Some electronic timepieces generally employ as a power source a miniature battery such as a silver oxide cell. As these batteries have a lifetime of one or two years it has been necessary to periodically replace them. In order to preclude this troublesome replacement of batteries, timepieces utilizing solar batteries have been developed and put into practical use. These solar batteries which are semi-permanent in nature convert light energy into electrical energy and are used to charge the power source battery so that it need not be replaced. However, recent years have seen the development and partial marketing of timepieces with circuitry designed to reduce greatly the power consumption. This has made it possible to attain a battery lifetime of as much as 5 years although placing something of a restriction on the timepiece mechanism and battery configuration.
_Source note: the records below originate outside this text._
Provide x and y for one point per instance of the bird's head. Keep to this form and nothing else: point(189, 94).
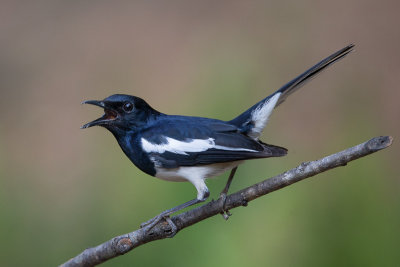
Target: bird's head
point(122, 113)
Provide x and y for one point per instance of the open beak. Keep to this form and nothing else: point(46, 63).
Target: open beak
point(109, 114)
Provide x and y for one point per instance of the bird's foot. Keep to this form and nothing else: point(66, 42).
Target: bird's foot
point(152, 222)
point(225, 213)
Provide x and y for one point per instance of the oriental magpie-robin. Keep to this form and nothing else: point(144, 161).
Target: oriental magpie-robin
point(182, 148)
A timepiece in which a battery has a 5-year lifetime can therefore be utilized for 10 years by exchanging the battery only once. The end of this 10-year period is considered to represent the end to the lifetime of the timepiece since a timepiece is usually lost or damaged during this interval. In view of this fact, equipping a timepiece with a solar battery complicates the circuitry and construction and hence raises the cost without providing any particularly outstanding advantage. Nevertheless, a solar battery is essential for multi-function digital timepieces and can be effectively used in the future. Specifically, since the illumination lamp and such additional functions as an alarm function in multi-function digital watches consume a considerable amount of power, there is still a requirement for solar batteries in order to ensure extended power source lifetime.
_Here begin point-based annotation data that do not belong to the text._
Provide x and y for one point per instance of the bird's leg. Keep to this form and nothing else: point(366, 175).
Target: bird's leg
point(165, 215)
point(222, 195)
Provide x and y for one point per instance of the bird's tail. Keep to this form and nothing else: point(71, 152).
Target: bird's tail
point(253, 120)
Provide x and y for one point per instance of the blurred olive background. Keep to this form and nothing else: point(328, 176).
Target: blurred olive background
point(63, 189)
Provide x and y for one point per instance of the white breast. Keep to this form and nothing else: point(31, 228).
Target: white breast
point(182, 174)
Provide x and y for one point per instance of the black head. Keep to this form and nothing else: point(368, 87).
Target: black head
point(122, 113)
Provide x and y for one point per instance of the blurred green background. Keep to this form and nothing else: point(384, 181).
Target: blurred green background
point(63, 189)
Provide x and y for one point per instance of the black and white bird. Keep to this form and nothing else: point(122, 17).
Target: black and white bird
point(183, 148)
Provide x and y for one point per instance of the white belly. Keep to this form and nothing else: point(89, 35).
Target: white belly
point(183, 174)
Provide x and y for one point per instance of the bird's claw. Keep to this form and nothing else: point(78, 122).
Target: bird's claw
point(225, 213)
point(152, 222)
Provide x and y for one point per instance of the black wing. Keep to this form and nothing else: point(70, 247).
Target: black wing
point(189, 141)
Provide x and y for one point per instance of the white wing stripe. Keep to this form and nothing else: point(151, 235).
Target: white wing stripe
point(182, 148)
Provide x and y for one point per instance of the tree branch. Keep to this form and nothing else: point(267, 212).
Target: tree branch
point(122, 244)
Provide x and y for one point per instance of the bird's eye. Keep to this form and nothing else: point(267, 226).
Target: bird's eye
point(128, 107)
It has heretofore been common practice to solder a plurality of silicon solar batteries in series onto the electrode pattern of a flexible polymide sheet provided with printed wiring and to paste the flexible sheet onto a metal base plate. In order to secure the conventional solar battery base plate it was also ordinary practice to braze legs to the bottom surface of the metal base plate and insert the legs into a module and then secure them with screws. However, in order to reinforce the flexible sheet and straighten its curvature it was necessary to paste the sheet onto a plate such as the metal plate. Accordingly, there was an increase in the number of component parts and in the number of bonding steps.
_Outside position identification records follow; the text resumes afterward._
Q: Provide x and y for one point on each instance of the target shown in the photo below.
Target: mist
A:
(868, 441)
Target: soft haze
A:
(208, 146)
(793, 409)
Attempts have recently been made to reduce the cost of manufacturing these solar battery base plates by forming the printed wiring directly on a glass epoxy resin and then soldering the solar batteries onto the printed wiring. The glass epoxy resin therefore serves as the base plate. However, since legs cannot be brazed onto a glass epoxy resin base plate as they can in the case of the metal base plate, another method of fixing the base plate is required.
It is therefore an object of the present invention to provide a structure for securing a solar battery base plate made of a material such as glass epoxy resin to which legs cannot be attached.